Small sights once dominated target shooting on the premise that a tight sight was needed to keep tight alignment and to track a small point of aim on the target. I have a pre-war K-frame .22 S&W my Great Aunt bought new for $38 during the depression. I inhereted it in the original red box, with only six rounds ever having been put through it and the originally purchased box of copper-case Remington cartridges and the factory instructions and sales slip still there. Probably should have mothballed it as a collector's item, but was young and proceeded to shoot it. It is a long-stroke DA that is as smooth as glass, has a factroy installed McGivern dot on the front sight, and a tiny little continuously adjustable rear sight blade. Terrible to try to see through clearly. I don't know what McGivern got out of that arrangement, but he sure seemed to make it work? In more recent decades, experimentation, mostly by Russian and European coaches, has shown that tiny sights cause eye strain and extra tension in the shooter. They also encourage the tendency to jerk the trigger attempting to "ambush" the ten ring when alignment is momentarily perfect.

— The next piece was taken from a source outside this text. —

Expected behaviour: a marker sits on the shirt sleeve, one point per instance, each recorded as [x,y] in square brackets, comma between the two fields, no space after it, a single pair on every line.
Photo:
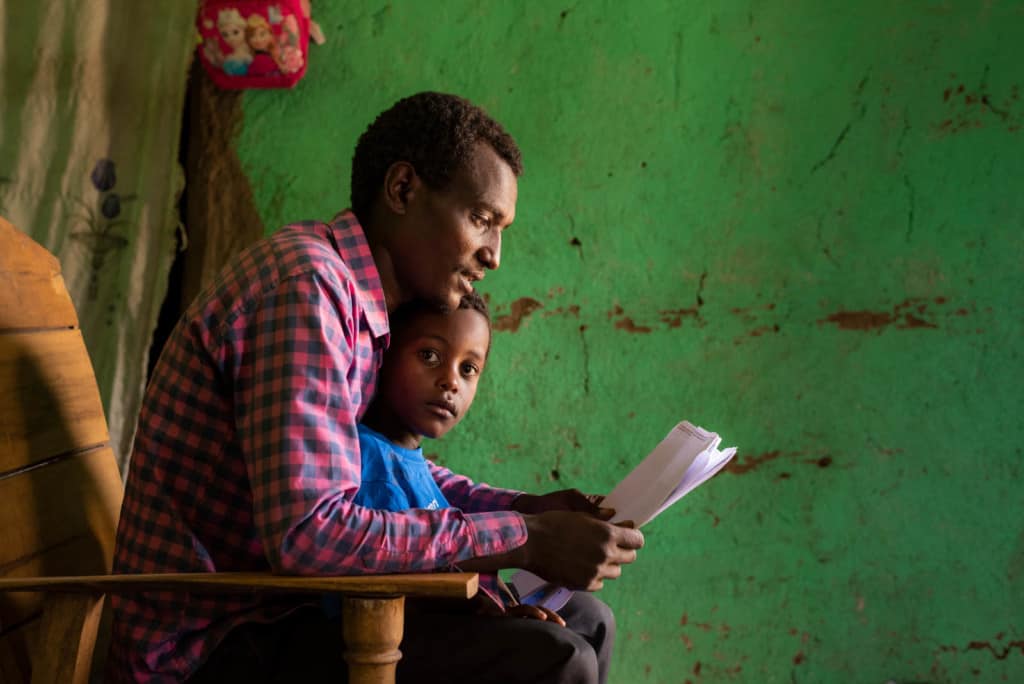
[296,414]
[470,497]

I prefer all soot-black for bull's eye targets, since the tagboard provides plenty of contrrast. Bo-mar is traditional, but requires frame milling. There are new designs that don't. Colored lines, blade ramps and dots may be useful for nearly invisible targets, but even then I find them a distraction in all but low light. I hate white and flourescent orange outlines. They never seem to give me the same vertical alignment the actual sight profiles do. Not sure why? Individual focus issue, maybe? Tritium is useful in very low light.